The government did not know what to do. In July 1930 Chancellor Brüning cut government expenditure, wages and unemployment pay - the worst thing to do during a depression. He could not get the Reichstag to agree to his actions, so President Hindenburg used Article 48 to pass the measures by decree.
The Nazis gain support
Anger and bitterness helped the Nazis to gain more support.
Many workers turned to communism, but this frightened wealthy businessmen, so they financed Hitler's campaigns.
Many middle-class people, alarmed by the obvious failure of democracy, decided that the country needed a strong government. Nationalists and racists blamed the Treaty of Versailles and reparations.
By July 1932, the Nazis held 230 seats
In 1928, the Nazis had only 12 seats in the Reichstag; by July 1932 they had 230 seats and were the largest party.
The government was in chaos. President Hindenburg dismissed Brüning in 1932. His replacement - Papen - lasted six months, and the next chancellor - Schleicher - only lasted two months. Hindenburg had to use Article 48 to pass almost every law.
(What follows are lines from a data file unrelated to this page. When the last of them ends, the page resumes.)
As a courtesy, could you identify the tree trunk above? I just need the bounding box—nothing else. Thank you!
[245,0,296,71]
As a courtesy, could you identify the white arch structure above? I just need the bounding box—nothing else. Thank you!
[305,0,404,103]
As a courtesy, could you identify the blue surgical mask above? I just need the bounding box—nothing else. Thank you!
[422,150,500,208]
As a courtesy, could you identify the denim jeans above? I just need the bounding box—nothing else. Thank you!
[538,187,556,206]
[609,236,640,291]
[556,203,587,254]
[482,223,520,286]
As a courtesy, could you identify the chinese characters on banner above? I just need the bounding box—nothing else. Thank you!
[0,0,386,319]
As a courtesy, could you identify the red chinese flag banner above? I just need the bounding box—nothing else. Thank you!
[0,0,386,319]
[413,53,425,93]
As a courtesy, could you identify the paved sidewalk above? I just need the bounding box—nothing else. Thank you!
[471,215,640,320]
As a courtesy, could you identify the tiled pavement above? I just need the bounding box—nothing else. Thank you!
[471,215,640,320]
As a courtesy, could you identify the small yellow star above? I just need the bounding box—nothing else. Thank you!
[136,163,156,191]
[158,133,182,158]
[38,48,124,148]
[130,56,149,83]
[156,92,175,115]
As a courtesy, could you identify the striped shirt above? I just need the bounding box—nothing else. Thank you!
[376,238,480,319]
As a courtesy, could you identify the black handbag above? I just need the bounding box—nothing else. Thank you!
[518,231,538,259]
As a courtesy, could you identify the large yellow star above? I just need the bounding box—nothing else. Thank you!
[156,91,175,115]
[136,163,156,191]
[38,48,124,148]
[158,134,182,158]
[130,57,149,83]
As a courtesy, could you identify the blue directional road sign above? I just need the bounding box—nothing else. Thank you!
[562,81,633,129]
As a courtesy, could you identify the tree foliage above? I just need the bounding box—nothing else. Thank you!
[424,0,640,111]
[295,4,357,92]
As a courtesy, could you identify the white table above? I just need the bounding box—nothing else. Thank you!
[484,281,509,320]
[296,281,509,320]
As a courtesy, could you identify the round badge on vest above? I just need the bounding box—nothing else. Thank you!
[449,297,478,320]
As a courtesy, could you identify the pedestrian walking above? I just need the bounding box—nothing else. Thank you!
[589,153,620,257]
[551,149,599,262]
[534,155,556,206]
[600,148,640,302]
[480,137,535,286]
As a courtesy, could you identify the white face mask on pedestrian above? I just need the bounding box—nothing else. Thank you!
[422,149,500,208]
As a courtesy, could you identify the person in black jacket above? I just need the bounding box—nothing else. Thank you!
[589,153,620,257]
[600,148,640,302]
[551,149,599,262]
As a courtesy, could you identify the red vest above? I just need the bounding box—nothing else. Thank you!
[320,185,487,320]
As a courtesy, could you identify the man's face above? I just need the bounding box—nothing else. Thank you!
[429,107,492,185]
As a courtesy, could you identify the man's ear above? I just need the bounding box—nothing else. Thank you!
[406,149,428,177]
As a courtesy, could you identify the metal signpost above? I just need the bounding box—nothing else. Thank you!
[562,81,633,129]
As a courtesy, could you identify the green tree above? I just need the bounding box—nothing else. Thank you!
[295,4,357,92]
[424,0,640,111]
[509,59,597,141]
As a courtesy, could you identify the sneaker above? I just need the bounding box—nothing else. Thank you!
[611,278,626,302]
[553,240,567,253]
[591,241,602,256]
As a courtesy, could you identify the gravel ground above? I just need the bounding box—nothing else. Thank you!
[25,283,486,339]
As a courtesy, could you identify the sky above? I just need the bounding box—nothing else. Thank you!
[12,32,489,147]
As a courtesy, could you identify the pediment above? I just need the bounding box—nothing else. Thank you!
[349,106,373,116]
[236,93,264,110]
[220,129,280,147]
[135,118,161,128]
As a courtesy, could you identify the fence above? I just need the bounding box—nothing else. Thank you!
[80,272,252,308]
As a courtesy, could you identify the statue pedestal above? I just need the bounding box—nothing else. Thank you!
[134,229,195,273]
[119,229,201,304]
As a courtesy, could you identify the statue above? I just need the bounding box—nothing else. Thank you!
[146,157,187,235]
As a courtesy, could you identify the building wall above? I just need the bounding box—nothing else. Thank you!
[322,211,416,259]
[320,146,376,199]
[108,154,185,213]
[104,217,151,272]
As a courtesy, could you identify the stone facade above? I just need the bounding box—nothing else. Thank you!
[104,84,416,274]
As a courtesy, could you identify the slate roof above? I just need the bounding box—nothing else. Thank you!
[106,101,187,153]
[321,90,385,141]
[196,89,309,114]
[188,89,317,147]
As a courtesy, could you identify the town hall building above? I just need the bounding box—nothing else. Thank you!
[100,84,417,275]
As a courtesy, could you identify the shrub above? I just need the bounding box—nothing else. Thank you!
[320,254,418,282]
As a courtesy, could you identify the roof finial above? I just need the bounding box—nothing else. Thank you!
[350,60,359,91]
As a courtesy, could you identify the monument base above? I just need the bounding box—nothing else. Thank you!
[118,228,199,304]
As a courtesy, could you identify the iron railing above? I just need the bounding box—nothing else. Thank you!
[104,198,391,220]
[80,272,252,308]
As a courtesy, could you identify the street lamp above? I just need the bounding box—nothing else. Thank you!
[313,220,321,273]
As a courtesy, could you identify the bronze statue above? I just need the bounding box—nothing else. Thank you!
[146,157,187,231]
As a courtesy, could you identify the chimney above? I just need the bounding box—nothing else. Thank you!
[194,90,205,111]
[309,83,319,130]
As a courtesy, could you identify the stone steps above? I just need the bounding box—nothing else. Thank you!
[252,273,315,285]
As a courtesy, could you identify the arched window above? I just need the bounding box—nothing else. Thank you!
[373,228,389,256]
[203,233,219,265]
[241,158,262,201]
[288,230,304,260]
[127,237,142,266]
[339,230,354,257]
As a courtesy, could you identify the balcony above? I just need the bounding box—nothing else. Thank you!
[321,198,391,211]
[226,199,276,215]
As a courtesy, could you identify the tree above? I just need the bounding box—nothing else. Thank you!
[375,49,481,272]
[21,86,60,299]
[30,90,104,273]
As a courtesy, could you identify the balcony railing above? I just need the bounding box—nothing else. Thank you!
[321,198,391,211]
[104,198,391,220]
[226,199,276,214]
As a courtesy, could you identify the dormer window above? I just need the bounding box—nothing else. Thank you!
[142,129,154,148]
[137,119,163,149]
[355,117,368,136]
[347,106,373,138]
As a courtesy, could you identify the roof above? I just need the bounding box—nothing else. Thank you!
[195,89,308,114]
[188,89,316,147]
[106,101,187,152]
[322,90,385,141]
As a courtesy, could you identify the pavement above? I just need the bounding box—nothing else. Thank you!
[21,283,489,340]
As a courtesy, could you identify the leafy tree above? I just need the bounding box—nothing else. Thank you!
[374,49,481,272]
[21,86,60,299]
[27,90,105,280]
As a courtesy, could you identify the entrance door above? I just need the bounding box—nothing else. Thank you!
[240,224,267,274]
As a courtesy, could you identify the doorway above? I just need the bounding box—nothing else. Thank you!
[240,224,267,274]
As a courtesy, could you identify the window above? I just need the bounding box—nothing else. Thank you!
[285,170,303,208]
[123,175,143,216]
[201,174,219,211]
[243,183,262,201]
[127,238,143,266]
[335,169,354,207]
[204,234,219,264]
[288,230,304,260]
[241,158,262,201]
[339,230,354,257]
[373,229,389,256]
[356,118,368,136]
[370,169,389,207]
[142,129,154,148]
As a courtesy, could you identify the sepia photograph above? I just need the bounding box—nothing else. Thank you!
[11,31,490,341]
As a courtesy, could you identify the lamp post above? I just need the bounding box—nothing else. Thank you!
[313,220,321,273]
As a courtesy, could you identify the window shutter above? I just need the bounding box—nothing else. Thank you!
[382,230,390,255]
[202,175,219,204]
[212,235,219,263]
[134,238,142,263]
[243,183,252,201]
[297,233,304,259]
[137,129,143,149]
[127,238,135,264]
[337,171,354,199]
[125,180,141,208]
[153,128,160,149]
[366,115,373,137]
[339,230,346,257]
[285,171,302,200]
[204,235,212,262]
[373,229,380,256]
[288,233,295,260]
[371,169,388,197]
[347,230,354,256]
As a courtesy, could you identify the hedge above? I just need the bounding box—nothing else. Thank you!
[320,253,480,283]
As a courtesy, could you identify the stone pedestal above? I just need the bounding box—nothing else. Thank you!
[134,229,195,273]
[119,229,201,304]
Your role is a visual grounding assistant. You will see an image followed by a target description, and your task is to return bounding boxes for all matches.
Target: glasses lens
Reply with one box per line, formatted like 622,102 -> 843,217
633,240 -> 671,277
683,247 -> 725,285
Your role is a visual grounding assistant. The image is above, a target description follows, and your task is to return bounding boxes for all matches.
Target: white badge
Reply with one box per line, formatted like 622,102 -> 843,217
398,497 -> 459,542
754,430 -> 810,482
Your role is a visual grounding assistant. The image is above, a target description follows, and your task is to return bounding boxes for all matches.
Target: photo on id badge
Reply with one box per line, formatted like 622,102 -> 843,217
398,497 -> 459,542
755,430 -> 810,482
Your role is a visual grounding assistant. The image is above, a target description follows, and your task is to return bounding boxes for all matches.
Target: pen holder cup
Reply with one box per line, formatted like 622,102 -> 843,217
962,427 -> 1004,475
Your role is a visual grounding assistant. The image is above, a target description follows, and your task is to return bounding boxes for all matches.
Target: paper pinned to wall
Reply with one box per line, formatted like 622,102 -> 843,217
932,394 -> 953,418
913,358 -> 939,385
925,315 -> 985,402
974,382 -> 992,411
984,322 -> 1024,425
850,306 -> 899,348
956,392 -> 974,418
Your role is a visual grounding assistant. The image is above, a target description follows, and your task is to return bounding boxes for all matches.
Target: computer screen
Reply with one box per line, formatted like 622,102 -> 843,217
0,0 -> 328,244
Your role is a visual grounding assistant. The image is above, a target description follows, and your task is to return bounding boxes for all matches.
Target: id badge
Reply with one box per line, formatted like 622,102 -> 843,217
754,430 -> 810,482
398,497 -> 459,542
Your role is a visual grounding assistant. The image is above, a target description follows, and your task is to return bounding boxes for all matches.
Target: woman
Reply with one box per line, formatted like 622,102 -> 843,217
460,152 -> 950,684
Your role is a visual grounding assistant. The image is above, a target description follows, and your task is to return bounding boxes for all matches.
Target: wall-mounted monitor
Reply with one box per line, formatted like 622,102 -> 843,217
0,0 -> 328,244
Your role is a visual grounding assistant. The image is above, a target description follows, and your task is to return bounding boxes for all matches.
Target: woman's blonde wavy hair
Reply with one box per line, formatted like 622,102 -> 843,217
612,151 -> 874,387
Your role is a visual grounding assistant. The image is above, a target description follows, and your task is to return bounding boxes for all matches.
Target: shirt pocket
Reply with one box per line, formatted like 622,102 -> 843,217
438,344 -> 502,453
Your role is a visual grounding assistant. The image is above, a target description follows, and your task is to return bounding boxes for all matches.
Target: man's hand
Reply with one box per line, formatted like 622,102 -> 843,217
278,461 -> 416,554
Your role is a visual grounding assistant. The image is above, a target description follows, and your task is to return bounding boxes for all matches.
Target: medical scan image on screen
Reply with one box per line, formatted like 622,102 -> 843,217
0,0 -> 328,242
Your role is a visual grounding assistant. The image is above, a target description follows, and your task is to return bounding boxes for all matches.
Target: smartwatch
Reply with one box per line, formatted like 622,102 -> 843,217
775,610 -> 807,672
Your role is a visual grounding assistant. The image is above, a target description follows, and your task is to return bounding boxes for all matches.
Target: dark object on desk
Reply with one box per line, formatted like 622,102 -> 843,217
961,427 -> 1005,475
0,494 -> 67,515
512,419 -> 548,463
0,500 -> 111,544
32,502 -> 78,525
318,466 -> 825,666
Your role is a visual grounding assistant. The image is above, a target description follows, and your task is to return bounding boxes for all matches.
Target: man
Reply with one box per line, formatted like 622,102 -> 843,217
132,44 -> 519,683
Hitler handed power on a plate
In January 1933, Hindenburg and Papen came up with a plan to get the Nazis on their side by offering to make Hitler vice chancellor. He refused and demanded to be made chancellor. They agreed, thinking they could control him.
In January 1933, Hitler became chancellor, and immediately set about making himself absolute ruler of Germany using Article 48.
Reasons why Hitler rose to power
Hitler was a great speaker, with the power to make people support him.
The moderate political parties would not work together, although together they had more support than the Nazis.
The depression of 1929 created poverty and unemployment, which made people angry with the Weimar government. People lost confidence in the democratic system and turned towards the extremist political parties such as the Communists and Nazis during the depression.
The Nazi storm troopers attacked Hitler's opponents.
Goebbels' propaganda campaign was very effective and it won support for the Nazis. The Nazis targeted specific groups of society with different slogans and policies to win their support.
Hitler was given power in a seedy political deal by Hindenburg and Papen who foolishly thought they could control him.
German people were still angry about the Treaty of Versailles and supported Hitler because he promised to overturn it.
Industrialists gave Hitler money and support.
Revision tip and answer preparation
The previous eight suggestions about why Hitler rose to power fall into three categories:
strengths of Hitler and the Nazi party
weaknesses of other political parties
To familiarise yourself with them, work out which reasons fall into which category.
Now put them in order of importance. This is just your opinion, so there is no right or wrong answer, but make sure you have a reason for putting each factor in the ranking order you have chosen for it.
As part of your revision, think about the arguments and facts you would use to explain:
How Hitler came to power in 1933.
Why Hitler came to power in 1933.
How important Hitler was in the Nazis' rise to power.